The last time I saw Mike was in the summer of 2017 when Jermaine Franklin, a heavyweight he was working with, boxed at the Rivers Casino in Pittsburgh. [Over the years,] I pushed hard for Mike to get inducted into the Pennsylvania Boxing Hall of Fame, something which was long overdue. He finally made it in 2018. I called him constantly to make sure he was going to show up at the banquet in Philly, even though personal awards and honors never really excited him. Mike had medical problems for several years but he rarely spoke about them. The afternoon of the banquet he was late. John DiSanto had been speaking with him by phone and said Mike had told him he was on his way from Erie, but would be a little late. Mike's good friend and boxing agent/ lawyer/ manager Kurt Emhoff came down from New York for the banquet but Mike never showed up.
I was really pissed off since I had lobbied for his induction so I didn't speak to Mike for more than two years. He didn't call me and I didn't call him. Then Teddy Atlas called me about six months ago and asked me to call Mike. I told Teddy I was mad at Mike and had no intention of speaking with him again.

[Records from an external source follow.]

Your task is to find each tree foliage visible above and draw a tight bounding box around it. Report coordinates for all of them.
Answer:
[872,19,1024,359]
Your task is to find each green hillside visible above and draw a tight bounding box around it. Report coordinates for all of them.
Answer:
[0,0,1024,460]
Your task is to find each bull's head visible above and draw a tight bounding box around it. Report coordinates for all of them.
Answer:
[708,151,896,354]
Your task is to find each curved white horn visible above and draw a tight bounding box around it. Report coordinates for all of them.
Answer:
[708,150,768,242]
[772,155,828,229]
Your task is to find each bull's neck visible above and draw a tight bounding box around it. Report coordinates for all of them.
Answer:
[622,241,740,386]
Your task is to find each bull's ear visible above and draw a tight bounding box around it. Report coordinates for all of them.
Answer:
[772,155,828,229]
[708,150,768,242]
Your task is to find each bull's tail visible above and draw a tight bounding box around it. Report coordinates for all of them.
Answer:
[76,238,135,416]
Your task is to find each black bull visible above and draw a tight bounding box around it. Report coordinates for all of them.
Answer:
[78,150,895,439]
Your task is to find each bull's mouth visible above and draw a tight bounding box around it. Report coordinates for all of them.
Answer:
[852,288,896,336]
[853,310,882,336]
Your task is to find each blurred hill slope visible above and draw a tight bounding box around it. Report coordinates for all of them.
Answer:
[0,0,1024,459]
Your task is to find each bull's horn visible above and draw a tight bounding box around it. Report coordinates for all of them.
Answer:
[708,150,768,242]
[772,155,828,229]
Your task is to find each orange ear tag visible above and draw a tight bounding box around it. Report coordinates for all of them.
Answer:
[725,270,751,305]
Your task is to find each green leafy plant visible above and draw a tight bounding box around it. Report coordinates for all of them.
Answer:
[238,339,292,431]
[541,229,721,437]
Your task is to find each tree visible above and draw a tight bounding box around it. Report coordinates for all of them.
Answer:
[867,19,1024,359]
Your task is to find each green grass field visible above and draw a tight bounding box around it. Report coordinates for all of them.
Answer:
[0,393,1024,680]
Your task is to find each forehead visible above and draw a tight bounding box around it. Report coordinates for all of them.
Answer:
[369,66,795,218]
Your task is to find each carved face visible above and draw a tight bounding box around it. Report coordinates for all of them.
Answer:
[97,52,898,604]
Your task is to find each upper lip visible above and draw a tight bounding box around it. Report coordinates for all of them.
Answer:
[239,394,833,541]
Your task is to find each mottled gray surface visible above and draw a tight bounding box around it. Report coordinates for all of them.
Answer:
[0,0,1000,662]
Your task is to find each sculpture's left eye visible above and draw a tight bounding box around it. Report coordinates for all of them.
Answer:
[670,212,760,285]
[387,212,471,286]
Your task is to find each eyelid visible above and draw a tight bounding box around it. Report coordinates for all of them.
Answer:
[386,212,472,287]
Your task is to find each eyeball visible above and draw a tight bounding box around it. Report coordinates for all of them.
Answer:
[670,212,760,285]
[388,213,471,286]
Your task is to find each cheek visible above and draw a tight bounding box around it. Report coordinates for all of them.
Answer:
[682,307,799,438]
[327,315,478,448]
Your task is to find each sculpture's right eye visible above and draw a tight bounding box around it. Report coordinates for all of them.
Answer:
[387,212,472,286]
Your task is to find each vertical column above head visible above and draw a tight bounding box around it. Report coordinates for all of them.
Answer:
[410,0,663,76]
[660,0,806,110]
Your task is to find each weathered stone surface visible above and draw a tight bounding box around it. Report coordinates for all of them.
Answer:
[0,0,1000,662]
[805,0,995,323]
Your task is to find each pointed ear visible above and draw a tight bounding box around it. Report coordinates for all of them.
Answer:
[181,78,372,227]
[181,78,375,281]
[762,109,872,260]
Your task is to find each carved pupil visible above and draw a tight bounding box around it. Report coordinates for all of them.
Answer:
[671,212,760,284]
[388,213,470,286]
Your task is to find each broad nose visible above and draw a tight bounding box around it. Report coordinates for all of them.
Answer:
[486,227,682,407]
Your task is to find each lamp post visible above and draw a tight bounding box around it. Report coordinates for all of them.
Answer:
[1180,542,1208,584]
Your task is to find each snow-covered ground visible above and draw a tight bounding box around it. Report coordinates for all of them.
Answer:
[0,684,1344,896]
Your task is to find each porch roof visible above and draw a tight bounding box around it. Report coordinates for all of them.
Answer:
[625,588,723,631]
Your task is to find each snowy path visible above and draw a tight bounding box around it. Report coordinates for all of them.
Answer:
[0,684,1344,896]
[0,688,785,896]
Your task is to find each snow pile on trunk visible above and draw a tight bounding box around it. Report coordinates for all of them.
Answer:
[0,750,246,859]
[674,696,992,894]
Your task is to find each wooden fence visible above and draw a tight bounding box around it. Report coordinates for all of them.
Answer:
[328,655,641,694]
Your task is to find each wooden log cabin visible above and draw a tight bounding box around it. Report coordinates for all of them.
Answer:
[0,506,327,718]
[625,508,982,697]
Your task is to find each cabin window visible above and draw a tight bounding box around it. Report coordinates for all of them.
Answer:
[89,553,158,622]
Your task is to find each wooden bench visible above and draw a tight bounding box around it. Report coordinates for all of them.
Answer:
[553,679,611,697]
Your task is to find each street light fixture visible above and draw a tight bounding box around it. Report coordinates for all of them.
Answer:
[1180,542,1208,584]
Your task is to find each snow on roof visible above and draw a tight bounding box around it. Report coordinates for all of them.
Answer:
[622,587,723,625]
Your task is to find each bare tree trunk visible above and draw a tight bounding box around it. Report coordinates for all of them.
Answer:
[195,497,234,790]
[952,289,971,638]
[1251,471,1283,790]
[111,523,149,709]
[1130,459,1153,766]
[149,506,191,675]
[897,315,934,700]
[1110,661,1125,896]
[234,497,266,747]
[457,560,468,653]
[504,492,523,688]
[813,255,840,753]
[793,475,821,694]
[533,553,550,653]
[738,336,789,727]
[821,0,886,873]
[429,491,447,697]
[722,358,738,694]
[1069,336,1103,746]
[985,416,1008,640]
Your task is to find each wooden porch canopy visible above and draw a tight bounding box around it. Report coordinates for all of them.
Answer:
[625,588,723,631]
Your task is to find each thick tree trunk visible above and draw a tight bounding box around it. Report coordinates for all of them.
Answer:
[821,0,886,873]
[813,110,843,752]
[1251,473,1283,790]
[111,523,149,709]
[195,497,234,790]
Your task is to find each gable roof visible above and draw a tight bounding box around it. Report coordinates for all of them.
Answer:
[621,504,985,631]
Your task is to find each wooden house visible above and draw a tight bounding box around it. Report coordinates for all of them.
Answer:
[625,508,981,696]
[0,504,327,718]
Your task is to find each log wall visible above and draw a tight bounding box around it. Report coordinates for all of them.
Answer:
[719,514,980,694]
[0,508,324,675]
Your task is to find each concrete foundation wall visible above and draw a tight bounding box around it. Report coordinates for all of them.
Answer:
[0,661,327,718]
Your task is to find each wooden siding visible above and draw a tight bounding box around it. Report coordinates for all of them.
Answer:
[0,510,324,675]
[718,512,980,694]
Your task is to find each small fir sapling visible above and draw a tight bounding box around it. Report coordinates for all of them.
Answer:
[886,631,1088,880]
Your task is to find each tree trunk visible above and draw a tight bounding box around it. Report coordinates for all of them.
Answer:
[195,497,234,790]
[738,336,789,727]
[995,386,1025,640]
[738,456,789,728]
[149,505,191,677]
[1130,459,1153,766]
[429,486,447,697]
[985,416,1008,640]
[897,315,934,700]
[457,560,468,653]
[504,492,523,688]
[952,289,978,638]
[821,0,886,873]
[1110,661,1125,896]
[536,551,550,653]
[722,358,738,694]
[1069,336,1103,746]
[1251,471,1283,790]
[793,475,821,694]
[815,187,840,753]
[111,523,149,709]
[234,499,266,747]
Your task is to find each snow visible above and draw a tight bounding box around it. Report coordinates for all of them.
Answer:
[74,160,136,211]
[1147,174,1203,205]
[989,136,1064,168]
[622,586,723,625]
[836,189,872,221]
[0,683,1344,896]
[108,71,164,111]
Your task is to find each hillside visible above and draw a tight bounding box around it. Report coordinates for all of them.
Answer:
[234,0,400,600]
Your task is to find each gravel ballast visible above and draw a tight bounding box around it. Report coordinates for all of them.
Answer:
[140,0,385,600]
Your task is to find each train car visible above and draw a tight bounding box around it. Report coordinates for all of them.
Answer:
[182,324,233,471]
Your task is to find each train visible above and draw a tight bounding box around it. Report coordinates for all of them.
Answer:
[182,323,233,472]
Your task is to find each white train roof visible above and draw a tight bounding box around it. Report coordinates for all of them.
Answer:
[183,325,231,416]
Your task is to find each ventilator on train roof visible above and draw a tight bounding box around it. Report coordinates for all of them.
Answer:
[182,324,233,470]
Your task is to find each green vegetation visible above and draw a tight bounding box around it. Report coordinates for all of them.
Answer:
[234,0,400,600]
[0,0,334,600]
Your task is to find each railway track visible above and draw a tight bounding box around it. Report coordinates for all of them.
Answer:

That's when Teddy told me Mike was sick and I should please call him. Thank you, Teddy Atlas.
So I picked up the phone and spoke with Mike and it was like old times. He couldn't remember why we were mad at each other so we let it go and moved on and stayed in touch at least once a month since then. When the news came Monday that Mike had passed away from pancreatic cancer, I felt like crying. I also felt fortunate that we had reconnected. Had we not, I have no idea how much guilt I would have had. It reminded of me what Bruce Trampler told me years ago, a comment from Teddy Brenner, one of boxing's greatest-ever matchmakers. When they worked together at Madison Square Garden, Teddy said: "I don't mind if you hold a grudge against someone, but it shouldn't be a lifetime sentence. There always should be room for parole."
I will miss Mike Acri, gone much too soon.
Eric Drath, the Camacho documentary director added: "When G-d takes one of us earlier than expected, it’s hard to understand why. On Sunday, Michael Acri passed away at 63. Mike was my friend, mentor, and most recently the Executive Producer of MACHO: The Hector Camacho Story. He was a beacon of righteousness in the business of boxing. Perhaps that's why so many great fighters such as Roberto Duran, Hector Camacho, and Paul Spadafora trusted him. He was the consummate boxing insider who was truly liked by all. He was plain-spoken but super smart. You always knew where you stood with Mike. I will miss him more than words can ever express—the daily calls, the laughter, the wisdom, and the loyal friendship. To know Mike was to love Mike."
Boxingtalk sends its condolences to the friends and family of Mike Acri.